We have said that there could not have been Social-Democratic consciousness among the workers. It would have to be brought to them from without. The history of all countries shows that the working class, exclusively by its own effort, is able to develop only trade union consciousness, i.e., the conviction that it is necessary to combine in unions, fight the employers, and strive to compel the government to pass necessary labour legislation, etc.[2] The theory of socialism, however, grew out of the philosophic, historical, and economic theories elaborated by educated representatives of the propertied classes, by intellectuals. By their social status the founders of modern scientific socialism, Marx and Engels, themselves belonged to the bourgeois intelligentsia. In the very same way, in Russia, the theoretical doctrine of Social-Democracy arose altogether independently of the spontaneous growth of the working-class movement; it arose as a natural and inevitable outcome of the development of thought among the revolutionary socialist intelligentsia. In the period under discussion, the middle nineties, this doctrine not only represented the completely formulated programme of the Emancipation of Labour group, but had already won over to its side the majority of the revolutionary youth in Russia.

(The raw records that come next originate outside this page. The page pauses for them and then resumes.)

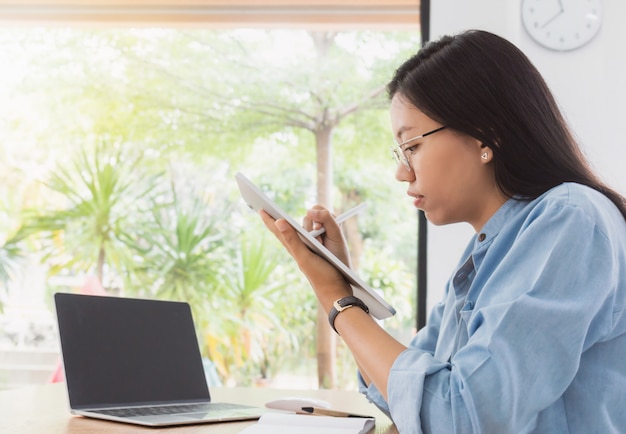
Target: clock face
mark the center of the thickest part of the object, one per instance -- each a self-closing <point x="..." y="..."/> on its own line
<point x="562" y="24"/>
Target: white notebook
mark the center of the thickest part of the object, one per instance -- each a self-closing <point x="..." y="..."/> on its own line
<point x="283" y="423"/>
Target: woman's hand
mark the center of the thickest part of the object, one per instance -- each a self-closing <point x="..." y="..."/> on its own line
<point x="328" y="283"/>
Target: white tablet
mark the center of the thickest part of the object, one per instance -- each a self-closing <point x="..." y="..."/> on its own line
<point x="257" y="200"/>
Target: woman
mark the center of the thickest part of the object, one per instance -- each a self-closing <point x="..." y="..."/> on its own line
<point x="531" y="334"/>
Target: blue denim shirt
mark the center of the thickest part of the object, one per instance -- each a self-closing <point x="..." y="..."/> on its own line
<point x="531" y="334"/>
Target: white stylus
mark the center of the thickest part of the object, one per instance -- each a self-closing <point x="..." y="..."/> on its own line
<point x="341" y="218"/>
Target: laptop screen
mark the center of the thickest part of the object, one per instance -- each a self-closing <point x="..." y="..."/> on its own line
<point x="123" y="351"/>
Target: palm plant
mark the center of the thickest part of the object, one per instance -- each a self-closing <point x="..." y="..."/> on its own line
<point x="252" y="336"/>
<point x="178" y="250"/>
<point x="10" y="255"/>
<point x="102" y="196"/>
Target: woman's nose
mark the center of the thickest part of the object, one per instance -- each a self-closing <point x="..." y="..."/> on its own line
<point x="404" y="174"/>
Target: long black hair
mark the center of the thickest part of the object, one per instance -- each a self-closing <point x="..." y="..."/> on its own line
<point x="482" y="85"/>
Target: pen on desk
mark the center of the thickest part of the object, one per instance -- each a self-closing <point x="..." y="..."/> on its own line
<point x="341" y="218"/>
<point x="326" y="412"/>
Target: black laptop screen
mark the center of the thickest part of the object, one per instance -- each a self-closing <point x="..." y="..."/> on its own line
<point x="123" y="351"/>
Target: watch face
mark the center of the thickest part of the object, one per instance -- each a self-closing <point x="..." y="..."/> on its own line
<point x="562" y="24"/>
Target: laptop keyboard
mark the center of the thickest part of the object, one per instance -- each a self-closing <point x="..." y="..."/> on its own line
<point x="171" y="409"/>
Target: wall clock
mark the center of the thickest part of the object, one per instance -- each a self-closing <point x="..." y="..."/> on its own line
<point x="562" y="25"/>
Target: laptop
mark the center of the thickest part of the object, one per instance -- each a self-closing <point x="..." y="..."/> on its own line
<point x="136" y="361"/>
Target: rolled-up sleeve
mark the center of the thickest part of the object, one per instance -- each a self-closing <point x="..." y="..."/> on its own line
<point x="543" y="294"/>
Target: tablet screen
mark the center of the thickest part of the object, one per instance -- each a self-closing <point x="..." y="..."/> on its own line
<point x="257" y="200"/>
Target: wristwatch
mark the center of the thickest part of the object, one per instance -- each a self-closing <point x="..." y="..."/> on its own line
<point x="343" y="304"/>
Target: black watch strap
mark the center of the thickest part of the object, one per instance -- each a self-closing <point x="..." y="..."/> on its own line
<point x="343" y="304"/>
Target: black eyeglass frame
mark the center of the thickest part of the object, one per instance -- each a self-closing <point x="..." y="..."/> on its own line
<point x="399" y="153"/>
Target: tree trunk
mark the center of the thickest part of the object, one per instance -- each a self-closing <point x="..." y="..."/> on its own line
<point x="326" y="339"/>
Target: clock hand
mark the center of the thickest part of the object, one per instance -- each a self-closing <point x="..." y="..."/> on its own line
<point x="559" y="13"/>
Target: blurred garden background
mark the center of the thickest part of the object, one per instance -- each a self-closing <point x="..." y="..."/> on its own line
<point x="118" y="149"/>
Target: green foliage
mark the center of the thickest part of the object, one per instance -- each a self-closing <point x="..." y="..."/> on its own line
<point x="154" y="208"/>
<point x="101" y="196"/>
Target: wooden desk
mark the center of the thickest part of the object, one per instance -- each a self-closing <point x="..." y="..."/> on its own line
<point x="43" y="410"/>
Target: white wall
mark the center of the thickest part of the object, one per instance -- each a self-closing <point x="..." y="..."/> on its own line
<point x="589" y="83"/>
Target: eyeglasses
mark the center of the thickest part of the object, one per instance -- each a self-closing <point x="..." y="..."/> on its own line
<point x="399" y="154"/>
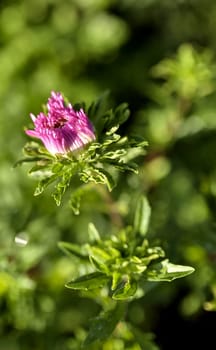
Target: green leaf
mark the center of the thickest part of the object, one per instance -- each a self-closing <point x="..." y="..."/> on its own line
<point x="94" y="235"/>
<point x="166" y="271"/>
<point x="97" y="175"/>
<point x="99" y="265"/>
<point x="103" y="325"/>
<point x="73" y="250"/>
<point x="97" y="110"/>
<point x="88" y="282"/>
<point x="62" y="185"/>
<point x="142" y="216"/>
<point x="44" y="183"/>
<point x="125" y="290"/>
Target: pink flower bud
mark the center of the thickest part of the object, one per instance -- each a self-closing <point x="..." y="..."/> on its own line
<point x="63" y="129"/>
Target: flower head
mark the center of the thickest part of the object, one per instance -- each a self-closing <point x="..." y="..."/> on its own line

Hence, we had both the spontaneous awakening of the working masses, their awakening to conscious life and conscious struggle, and a revolutionary youth, armed with Social-Democratic theory and straining towards the workers. In this connection it is particularly important to state the oft-forgotten (and comparatively little-known) fact that, although the early Social-Democrats of that period zealously carried on economic agitation (being guided in this activity by the truly useful indications contained in the pamphlet On Agitation,"


So what i myself draw from all this is that the role of a revolutionary party involved in the day to day struggles of the workers and inside the unions fighting day to day against the boss's who look to push down their living standards to increase their own profits. We must be alongside workers to explain that that this doesnt have to be this way. There is an alternative and we can achieve this through agitation first and foremost awaking the workers to the task in hand.